Streaming Generation

python

from transformers import AutoModelForCausalLM, AutoTokenizer, TextIteratorStreamer
from threading import Thread

model_id = "TinyLlama/TinyLlama-1.1B-Chat-v1.0"
tokenizer = AutoTokenizer.from_pretrained(model_id)
model = AutoModelForCausalLM.from_pretrained(model_id, device_map="auto")

streamer = TextIteratorStreamer(tokenizer, skip_special_tokens=True)

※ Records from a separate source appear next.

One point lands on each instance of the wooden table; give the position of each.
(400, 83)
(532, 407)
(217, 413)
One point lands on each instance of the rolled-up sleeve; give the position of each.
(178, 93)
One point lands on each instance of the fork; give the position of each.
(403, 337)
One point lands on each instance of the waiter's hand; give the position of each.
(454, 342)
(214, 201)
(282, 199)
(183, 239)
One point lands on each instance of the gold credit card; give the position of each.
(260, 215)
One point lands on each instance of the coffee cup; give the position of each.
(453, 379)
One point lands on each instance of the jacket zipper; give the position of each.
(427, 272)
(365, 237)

inputs = tokenizer("Explain quantum computing:", return_tensors="pt").to(model.device)

generation_kwargs = {
    **inputs,
    "streamer": streamer,
    "max_new_tokens": 200,
    "do_sample": True,
    "temperature": 0.7
}

thread = Thread(target=model.generate, kwargs=generation_kwargs)
thread.start()

for text in streamer:
    print(text, end="", flush=True)

Generation Parameters

python

outputs = model.generate(
    input_ids,
    # Length control
    max_new_tokens=256,
    min_new_tokens=10,
    
    # Sampling strategy
    do_sample=True,
    temperature=0.8,        # Randomness (0.0 = greedy)
    top_k=50,               # Top-k sampling
    top_p=0.95,             # Nucleus sampling
    
    # Repetition control
    repetition_penalty=1.1,
    no_repeat_ngram_size=3,
    
    # Beam search (alternative to sampling)
    # num_beams=4,
    # early_stopping=True,
    
    # Other
    pad_token_id=tokenizer.eos_token_id,
    eos_token_id=tokenizer.eos_token_id
)

Quantization

BitsAndBytes 4-bit Quantization

python

from transformers import AutoModelForCausalLM, AutoTokenizer, BitsAndBytesConfig
import torch

bnb_config = BitsAndBytesConfig(
    load_in_4bit=True,
    bnb_4bit_quant_type="nf4",              # Normal float 4
    bnb_4bit_compute_dtype=torch.float16,    # Computation dtype
    bnb_4bit_use_double_quant=True           # Nested quantization
)

model = AutoModelForCausalLM.from_pretrained(
    "mistralai/Mistral-7B-v0.1",
    quantization_config=bnb_config,
    device_map="auto"
)
tokenizer = AutoTokenizer.from_pretrained("mistralai/Mistral-7B-v0.1")

8-bit Quantization

python

from transformers import AutoModelForCausalLM, BitsAndBytesConfig

bnb_config = BitsAndBytesConfig(load_in_8bit=True)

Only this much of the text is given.